With public fixed income facing substantial interest rate and spread widening risk and public equities facing elevated valuations, investors should look to the private markets for potential opportunities. Private markets typically offer illiquidity and complexity premia that most public markets lack, often resulting in relatively attractive risk-return profiles.
Private debt investments in asset-based strategies (including both cash-flowing and hard assets) generally provide exposure to well-collateralized senior debt with relatively high coupons. Opportunistic and special situations credit strategies may capitalize on complexity and provide exposure to assets that are often uncorrelated to broader public markets.
We believe that private equity opportunities exist among three types of strategies: lower middle market buyout, secondaries and sector/strategy specialists. Lower middle market buyout managers operate in a relatively less efficient market and are thus able to enhance returns with strong deal sourcing. Additionally, smaller, less mature companies typically present opportunities for relatively straightforward operational improvements that unlock value. Secondary private equity strategies provide industry and vintage year diversification and mitigate both the j-curve and blind pool risks generally associated with primary private equity.

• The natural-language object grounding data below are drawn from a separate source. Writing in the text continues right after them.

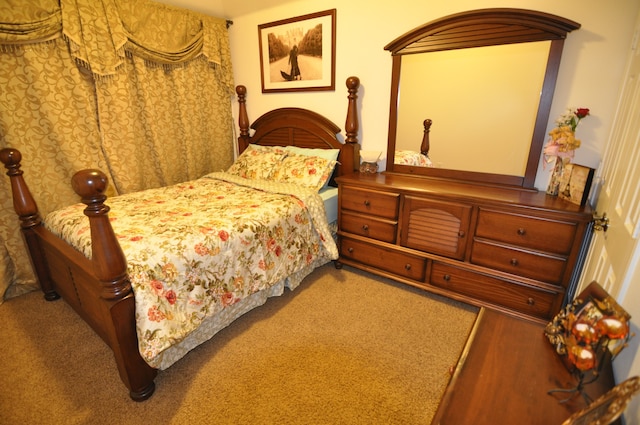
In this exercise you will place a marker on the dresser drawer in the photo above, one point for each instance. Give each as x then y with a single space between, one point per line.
529 232
382 204
535 265
519 297
394 262
371 227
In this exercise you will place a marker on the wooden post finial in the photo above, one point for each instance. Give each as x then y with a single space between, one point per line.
351 126
243 118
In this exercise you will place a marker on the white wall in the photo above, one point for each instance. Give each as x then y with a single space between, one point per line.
590 74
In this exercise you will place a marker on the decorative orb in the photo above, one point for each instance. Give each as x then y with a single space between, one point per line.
584 332
613 327
582 357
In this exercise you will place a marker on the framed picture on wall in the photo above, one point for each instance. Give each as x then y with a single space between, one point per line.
298 54
575 183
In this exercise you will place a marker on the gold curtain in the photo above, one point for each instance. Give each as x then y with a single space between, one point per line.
138 89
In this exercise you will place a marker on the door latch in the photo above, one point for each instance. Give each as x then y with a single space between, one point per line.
600 222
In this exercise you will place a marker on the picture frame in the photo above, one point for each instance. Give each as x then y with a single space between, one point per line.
575 183
308 41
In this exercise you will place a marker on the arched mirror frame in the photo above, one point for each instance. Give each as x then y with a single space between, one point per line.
477 28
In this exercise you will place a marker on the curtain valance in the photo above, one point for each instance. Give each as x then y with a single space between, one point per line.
99 32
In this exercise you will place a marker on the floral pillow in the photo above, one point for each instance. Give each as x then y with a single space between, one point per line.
309 171
412 158
257 162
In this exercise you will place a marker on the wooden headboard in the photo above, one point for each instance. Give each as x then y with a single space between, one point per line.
304 128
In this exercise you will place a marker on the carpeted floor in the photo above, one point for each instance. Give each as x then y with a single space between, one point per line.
346 347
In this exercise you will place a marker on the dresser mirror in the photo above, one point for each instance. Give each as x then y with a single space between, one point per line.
485 79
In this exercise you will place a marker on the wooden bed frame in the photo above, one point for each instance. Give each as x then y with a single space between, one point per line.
99 288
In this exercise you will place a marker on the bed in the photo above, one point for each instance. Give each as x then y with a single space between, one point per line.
158 272
419 158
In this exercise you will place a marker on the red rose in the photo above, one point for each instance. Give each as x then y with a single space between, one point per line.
582 112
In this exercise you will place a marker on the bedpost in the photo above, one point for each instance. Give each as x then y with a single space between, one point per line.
110 267
243 119
351 127
27 210
425 145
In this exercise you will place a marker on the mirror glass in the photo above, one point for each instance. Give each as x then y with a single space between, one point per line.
456 88
485 79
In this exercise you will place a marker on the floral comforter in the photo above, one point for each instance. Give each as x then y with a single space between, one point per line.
195 248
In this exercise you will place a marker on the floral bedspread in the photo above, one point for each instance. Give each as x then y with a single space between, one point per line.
195 248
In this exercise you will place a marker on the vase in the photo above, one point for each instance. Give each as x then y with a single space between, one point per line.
556 177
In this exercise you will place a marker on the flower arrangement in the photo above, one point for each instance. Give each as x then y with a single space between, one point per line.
563 142
562 145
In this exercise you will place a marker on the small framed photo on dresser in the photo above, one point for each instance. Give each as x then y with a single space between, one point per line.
575 183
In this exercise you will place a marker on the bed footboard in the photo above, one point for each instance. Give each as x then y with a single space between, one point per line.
98 289
27 210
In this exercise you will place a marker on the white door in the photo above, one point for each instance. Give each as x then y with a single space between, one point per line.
614 250
614 258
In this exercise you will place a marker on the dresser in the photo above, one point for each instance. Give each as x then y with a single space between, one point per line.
512 250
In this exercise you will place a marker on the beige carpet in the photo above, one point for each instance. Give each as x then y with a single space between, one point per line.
346 347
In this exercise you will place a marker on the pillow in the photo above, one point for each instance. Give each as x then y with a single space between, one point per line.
257 162
330 154
309 171
412 158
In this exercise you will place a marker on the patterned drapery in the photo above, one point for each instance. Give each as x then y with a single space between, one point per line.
138 89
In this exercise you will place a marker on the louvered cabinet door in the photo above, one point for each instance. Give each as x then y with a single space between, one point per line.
437 227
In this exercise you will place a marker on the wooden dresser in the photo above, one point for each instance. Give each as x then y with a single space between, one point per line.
504 375
513 250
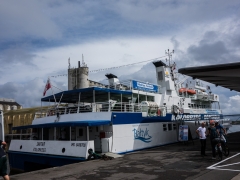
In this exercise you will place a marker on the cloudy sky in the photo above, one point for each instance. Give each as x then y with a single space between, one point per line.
38 37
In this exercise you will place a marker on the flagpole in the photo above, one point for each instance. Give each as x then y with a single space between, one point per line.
53 93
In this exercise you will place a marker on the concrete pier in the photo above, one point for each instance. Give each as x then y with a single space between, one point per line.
177 161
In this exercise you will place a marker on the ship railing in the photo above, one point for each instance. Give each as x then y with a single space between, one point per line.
111 106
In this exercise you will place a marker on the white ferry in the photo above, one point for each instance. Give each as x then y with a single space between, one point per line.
121 117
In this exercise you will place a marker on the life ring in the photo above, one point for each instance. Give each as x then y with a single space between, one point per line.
175 109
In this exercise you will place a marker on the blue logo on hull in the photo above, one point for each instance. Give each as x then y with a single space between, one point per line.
142 135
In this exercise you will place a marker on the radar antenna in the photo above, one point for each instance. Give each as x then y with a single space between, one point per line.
169 54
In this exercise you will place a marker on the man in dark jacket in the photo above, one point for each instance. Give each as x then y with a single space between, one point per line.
212 131
3 161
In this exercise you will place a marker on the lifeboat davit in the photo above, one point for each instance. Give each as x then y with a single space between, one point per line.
191 91
182 90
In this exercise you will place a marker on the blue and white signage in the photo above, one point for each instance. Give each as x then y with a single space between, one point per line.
144 86
142 135
183 133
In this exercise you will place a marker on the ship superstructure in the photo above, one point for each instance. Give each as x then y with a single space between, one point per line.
120 117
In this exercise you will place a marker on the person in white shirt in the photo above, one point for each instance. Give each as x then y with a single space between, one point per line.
201 132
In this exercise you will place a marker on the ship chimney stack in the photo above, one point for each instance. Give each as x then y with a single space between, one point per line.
112 80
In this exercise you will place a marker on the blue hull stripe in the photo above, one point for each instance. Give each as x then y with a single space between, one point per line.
136 118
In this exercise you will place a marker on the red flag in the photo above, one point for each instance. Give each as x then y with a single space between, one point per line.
48 86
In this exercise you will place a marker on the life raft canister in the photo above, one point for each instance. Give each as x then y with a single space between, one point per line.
182 90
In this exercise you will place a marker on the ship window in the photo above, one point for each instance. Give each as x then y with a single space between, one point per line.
160 76
150 98
80 132
169 127
10 128
164 127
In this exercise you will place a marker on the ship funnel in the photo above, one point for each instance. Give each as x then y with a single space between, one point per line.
113 80
164 75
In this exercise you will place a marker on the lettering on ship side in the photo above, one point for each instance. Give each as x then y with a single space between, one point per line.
195 117
40 149
142 135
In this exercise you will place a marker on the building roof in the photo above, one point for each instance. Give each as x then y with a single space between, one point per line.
225 75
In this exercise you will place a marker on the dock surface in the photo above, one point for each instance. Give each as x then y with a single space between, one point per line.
177 161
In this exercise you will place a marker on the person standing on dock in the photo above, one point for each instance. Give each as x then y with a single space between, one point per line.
212 131
3 161
201 132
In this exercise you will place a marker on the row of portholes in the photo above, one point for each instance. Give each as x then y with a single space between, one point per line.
63 149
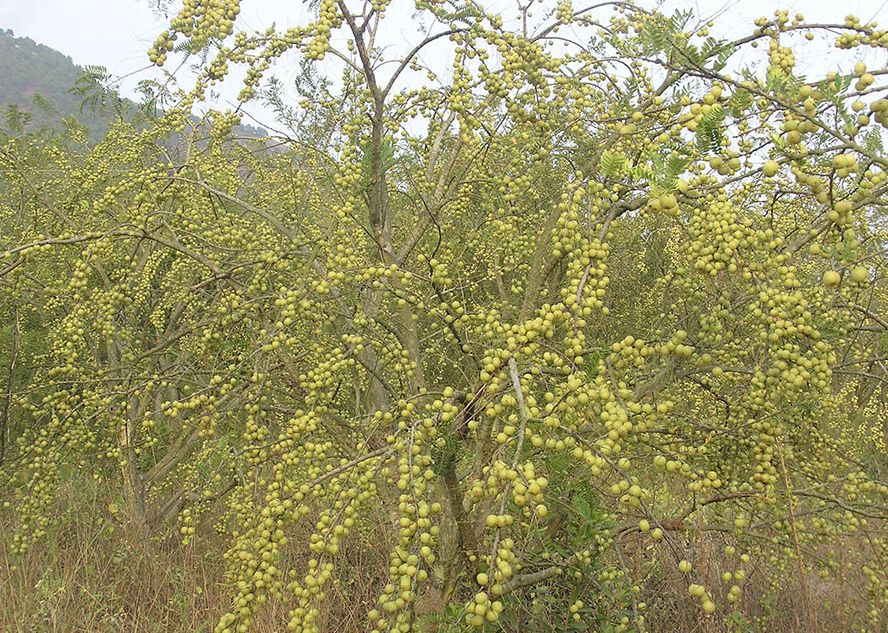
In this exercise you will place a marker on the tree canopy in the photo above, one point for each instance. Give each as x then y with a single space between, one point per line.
612 283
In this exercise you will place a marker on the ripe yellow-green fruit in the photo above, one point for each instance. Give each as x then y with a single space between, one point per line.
859 274
831 278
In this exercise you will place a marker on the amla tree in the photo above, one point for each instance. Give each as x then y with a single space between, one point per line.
596 285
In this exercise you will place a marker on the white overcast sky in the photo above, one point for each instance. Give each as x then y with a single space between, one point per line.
117 33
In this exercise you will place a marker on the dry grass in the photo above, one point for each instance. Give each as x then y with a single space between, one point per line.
93 576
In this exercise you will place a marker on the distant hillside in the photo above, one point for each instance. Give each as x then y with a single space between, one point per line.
37 80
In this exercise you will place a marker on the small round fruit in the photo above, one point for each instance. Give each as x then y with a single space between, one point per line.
831 279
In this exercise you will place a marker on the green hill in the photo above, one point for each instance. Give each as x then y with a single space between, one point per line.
40 88
35 89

Managers who specialize in a specific sector (e.g., health care, technology) may be able to add substantial value to portfolio companies due to their extensive industry-specific experience and networks.
For these reasons, we recommend that investors able to allocate to illiquid assets build an overweight position relative to policy target in both private equity and private debt while maintaining strategy and vintage year diversification, as the market opportunity in both asset classes will likely continue through 2017.